If I had the energy to write a book, it would be a self-help book entitled “So You’ve Broken You Own Heart by Romanticizing Someone Who Will Never Love You.” It’s a working title, but I can assure you that I am more than qualified to write this book. The human imagination is a wild and cruel mistress, and often has no problem taking a simple infatuation and convincing you that a once harmless crush is now the love of your life, even if they don’t know it yet.
The fear of rejection, coupled with an overactive imagination can also be a deadly combination which feeds on the absence of the other person and fills in the gaps in imaginary relationships with one-sided feelings of longing and unhealthy personal attachment. It can even be intoxicating to have an imaginary relationship because they always play out exactly how you want them too, because they’re made up.
However, there comes a time when you can no longer satiate yourself by checking their twitter every 30 minutes or imagining what their hand would feel like in yours. Reality sets in and you feel even more alone than you did before. Even Frank Ocean said “it’s a bad religion, being in love with someone who could never love you,” and wow, was he right. Chasing the idea of someone and receiving no affection in return hurts, and is ultimately detrimental to mental health. And accepting that someone might never be able to reciprocate your love for them is hard, but when there’s nothing left for you to hold on to, it might be time to consider a mental break up.
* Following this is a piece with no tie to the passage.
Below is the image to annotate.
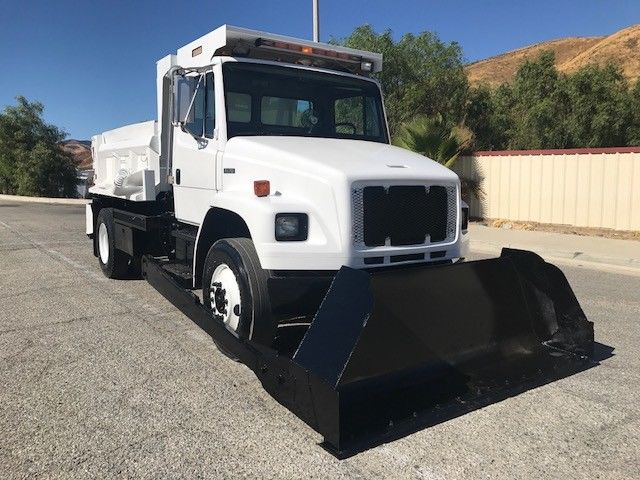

Breaking up with someone you were never actually dating can be excruciating, but it must be done if you’re ever going to move on and potentially find someone who actually wants to date you. Its best to start separating yourself from the person. This can be physically by asking them (politely) to give you some space or digitally by unfollowing them, or both. It’s hard to move on when you’re constantly having to confront them and getting some space can be ease the process. Secondly, simply talking to them can be helpful by giving you some closure or clarity on how they feel about the situation. Lastly, the best thing you can do is just let time take its course. It might hurt like hell right now but time fades all things. Emotions that once burned with a fiery passion will fade to a dull ember and eventually be extinguished completely. The person who once meant so much to you will cross your mind some time and you won’t feel the urge to immediately crawl into bed and cry for days. It just takes time.